パノラマパナマタウン、新宿ロフトでの無観客ライブをレポート スリリングなロックンロールに垣間見えた“タフな成長”
今のパノラマパナマタウンをどう思うか、このライブで判断してもらって構わないーー気負いや覚悟じゃなく、清々しいほど真っ直ぐにそう宣言されたような、いい重みのあるライブ。それが初の無観客配信ライブ『PPT Online Live「On the Road」』の核心だったように思う。
今年1月の恵比寿リキッドルームを最後に岩渕想太(Vo/Gt)の声帯ポリープ摘出のためしばしの活動休止。
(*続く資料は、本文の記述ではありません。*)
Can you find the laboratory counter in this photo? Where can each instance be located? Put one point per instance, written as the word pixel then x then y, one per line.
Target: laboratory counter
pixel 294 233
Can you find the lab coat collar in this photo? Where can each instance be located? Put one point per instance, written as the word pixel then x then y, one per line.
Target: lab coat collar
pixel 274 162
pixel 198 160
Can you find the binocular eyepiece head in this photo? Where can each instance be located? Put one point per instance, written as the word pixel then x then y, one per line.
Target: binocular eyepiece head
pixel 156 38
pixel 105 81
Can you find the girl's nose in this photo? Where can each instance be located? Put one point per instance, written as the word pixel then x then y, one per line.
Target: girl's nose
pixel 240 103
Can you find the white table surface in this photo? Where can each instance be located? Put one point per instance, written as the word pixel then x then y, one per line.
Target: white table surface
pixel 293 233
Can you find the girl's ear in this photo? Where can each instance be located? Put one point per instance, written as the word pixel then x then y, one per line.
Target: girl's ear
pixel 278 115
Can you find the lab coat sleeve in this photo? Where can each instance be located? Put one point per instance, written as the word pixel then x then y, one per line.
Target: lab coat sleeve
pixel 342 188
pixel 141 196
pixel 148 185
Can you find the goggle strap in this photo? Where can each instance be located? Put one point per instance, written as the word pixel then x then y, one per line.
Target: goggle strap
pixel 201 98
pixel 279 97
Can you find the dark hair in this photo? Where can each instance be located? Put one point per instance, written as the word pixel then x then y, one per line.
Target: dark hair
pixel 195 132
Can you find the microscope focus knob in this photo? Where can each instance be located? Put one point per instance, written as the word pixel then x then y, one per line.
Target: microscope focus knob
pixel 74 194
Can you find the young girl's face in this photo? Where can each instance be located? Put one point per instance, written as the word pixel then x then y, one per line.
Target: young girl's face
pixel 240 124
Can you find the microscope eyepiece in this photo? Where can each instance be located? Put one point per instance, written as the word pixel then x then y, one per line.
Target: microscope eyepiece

さらに2月1日には田村夢希(Dr)の脱退が発表されたが、バンドは前向きで同月8日には日比谷野外大音楽堂で過去最大キャパでの『パナフェス2020 TOKYO』の開催を発表。フレデリック、PELICAN FANCLUB、夜の本気ダンス、マカロニえんぴつを迎えて盛大に開催される予定だったが、直前に中止を余儀なくされた。それ以降もライブハウスや主催者の事情で出演予定のライブが延期・中止になったが、それは他のバンド・アーティストも同じ状況だ。ただ、再出発をライブという場で果たせないことを含め、この半年パノパナに起こったことは相当な試練であったことは間違いない。しかしこの日、半年ぶりに配信という形で目の前に現れたパノパナ、特に岩渕の表情は何か吹っ切れた凄みすら感じさせた。
21時のライブスタートまでのアイドルタイムに過去のライブ映像や楽曲を流し、今回のライブタイトルである「On the Road」が流れ、本編へ。暗い照明の中に浮かび上がったのはメンバーが向かい合う陣形のフロアライブ。岩渕の「やろかい」の一言から「SHINKAICHI」がスタートし、出自である神戸・新開地というルーツを示唆する。噛みしめるように歌う岩渕と冒頭から気合入りまくりの浪越康平(Gt)、タノアキヒコ(Ba)が対照的だ。
ガレージパンク、ノーザンソウル......手持ちの楽器と魂だけで世界は変えられる、60年代のブリティッシュビートや70年代のパンクから綿々と続くメンタリティ。いやー、めちゃくちゃバンドっぽいバンドだなとバカみたいな感想が浮かぶ。この日は岩渕がほぼギター&ボーカルだったこともその印象を強めたのかもしれない。ダンサブルな「Top of the Head」も落ち着いたカメラワークでどこかフィルムノワールな印象すらある。ロフトの青い壁とボタンダウンシャツの浪越は一枚の写真のような収まりの良さで、相対して金髪が伸び、髭を剃ったタノはキュートな印象で、アクティブに動く。キャラクターのバラバラさはステージを正面から見るより際立って映る。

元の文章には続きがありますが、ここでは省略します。